Peut-on refuser de travailler le 1 janvier férié en 2026

Le 1 janvier férié est une réalité juridique bien établie en France. Chaque année, des milliers de salariés se posent la même question : peuvent-ils légalement refuser de travailler ce jour-là ? En 2026, la question se pose avec une acuité particulière, car nombreux sont les employeurs qui sollicitent leurs équipes pendant les fêtes. Le droit du travail français encadre précisément cette situation, mais les réponses ne sont pas toujours simples. Entre dispositions légales, conventions collectives et clauses contractuelles, la marge de manœuvre du salarié varie considérablement. Comprendre ses droits avant le 1er janvier 2026 permet d’éviter des conflits inutiles et des sanctions disciplinaires.

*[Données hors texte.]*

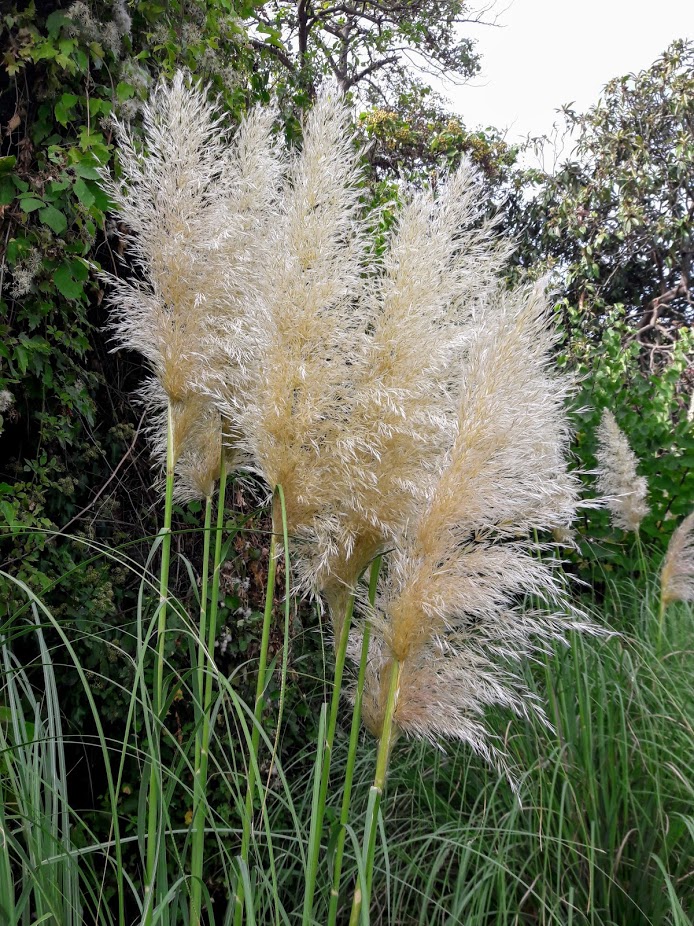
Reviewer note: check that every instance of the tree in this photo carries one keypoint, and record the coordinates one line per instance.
(374, 48)
(618, 219)
(615, 224)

Voici ce que dit réellement la loi.

Le statut juridique des jours fériés en France

Un jour férié est un jour désigné par la loi comme chômé, c’est-à-dire théoriquement non travaillé. En France, on en compte onze au total, parmi lesquels le 1er janvier, le 8 mai, le 14 juillet ou encore le 25 décembre. Leur régime est fixé principalement par le Code du travail, aux articles L3133-1 et suivants.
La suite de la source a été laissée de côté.